Bill Detwiler: Just over and over and over. Okay.
Dr. David Brumley: Just over and over and over again. Now, the problem with that is if you’re just generating a random input, it may not take the robot anywhere. For example, you don’t want to generate input that has the robot going down and back up and back down and so on and so forth. So that was the first generation. These techniques actually still work today, randomly generating, but not as well.
The second generation are what we call protocol or grammar based buzzers. And what they do is you have someone manually generate a template for how to create those inputs. So in our example, here, someone may write a template that says always go down and then go either down or right, go either left or right next, go after that maybe down again or up again and so on and so forth.

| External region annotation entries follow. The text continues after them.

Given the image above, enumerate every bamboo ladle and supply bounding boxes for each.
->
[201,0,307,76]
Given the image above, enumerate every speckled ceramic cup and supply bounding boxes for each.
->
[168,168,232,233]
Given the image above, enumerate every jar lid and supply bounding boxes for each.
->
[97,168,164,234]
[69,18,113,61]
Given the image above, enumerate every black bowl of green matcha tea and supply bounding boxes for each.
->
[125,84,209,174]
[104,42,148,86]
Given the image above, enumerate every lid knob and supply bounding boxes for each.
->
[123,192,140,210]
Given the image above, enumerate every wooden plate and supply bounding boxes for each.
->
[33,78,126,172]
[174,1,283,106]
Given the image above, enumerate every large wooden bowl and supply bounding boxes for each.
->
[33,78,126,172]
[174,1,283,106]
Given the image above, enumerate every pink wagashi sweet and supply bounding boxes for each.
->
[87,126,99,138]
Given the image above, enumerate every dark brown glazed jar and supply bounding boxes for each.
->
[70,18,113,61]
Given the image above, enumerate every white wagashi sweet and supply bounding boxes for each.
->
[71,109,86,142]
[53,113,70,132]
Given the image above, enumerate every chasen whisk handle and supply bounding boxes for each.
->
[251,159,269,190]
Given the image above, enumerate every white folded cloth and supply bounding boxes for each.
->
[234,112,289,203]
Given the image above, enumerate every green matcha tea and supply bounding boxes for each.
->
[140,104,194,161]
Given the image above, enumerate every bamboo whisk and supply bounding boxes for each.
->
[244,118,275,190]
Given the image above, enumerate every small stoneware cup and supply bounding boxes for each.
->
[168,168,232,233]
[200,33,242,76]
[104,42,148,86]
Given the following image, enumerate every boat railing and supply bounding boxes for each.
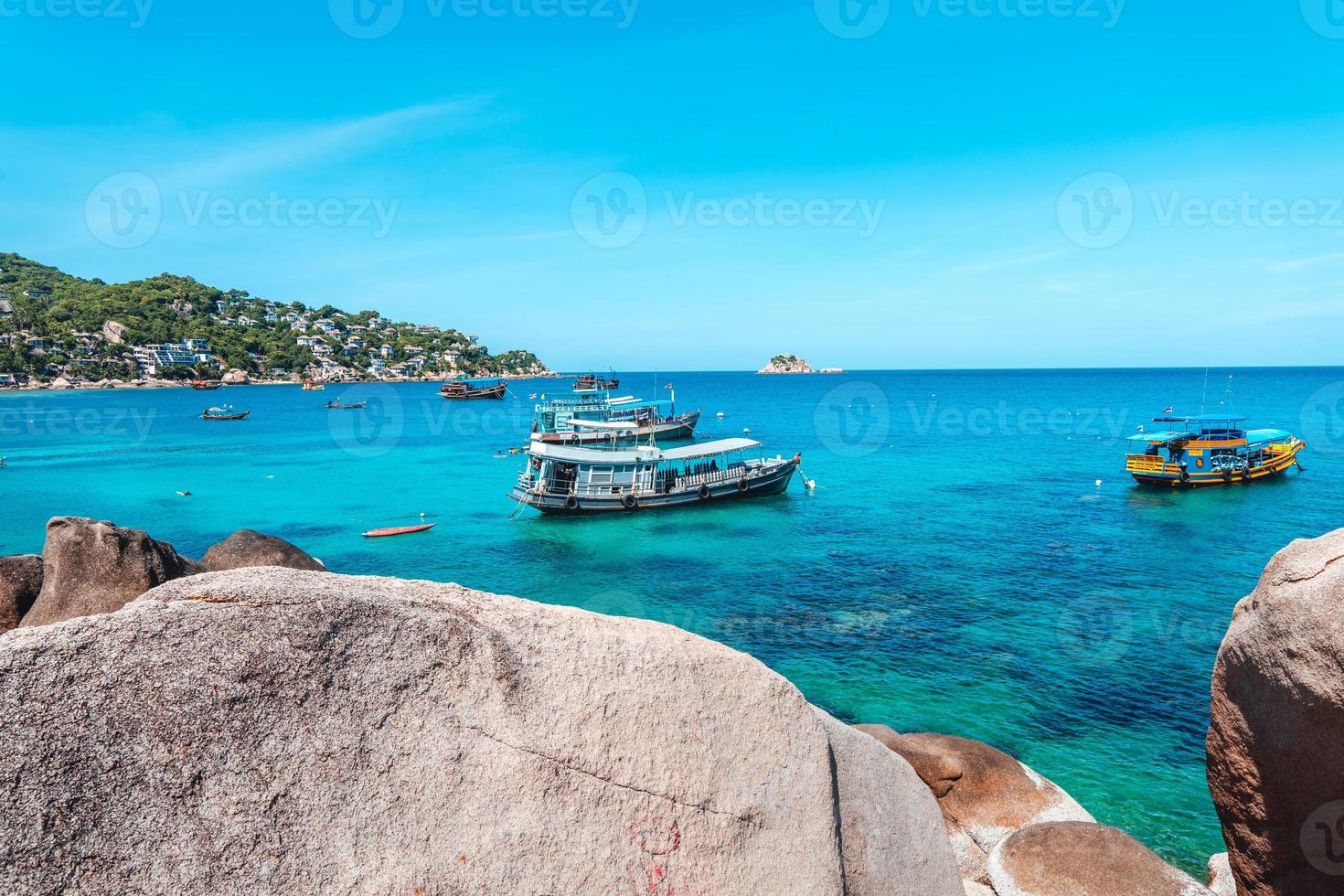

And if you think about what this is doing, it’s constraining the set of things you’re going to explore. So for example, if you write this protocol or grammar out, it may end up inadvertently only checking part of the program because you haven’t actually said it’s possible to go over this far. So that’s a second generation. Great products out there today.
The third generation is what we call instrumentation guided fuzzing. And what instrumentation guided fuzzing does is it generates an input and it watches as the robots executing the path and it learns from that to come up with the next input. And so sometimes this is branded as AI fuzzing. I don’t think of it as AI, but it is learning. The more it executes, it’s learning about which paths it’s already looked at and what are the new places out there.
Bill Detwiler: So it’s a little bit of the best of both worlds, right? You have a constrained process, but you’re not missing half of the potential vulnerabilities.
Dr. David Brumley: I think so. And I think if you go look at modern development shops, the people like Google and Microsoft who would put tons of money into this, they’ve settled on instrumentation guided fuzzing for a reason.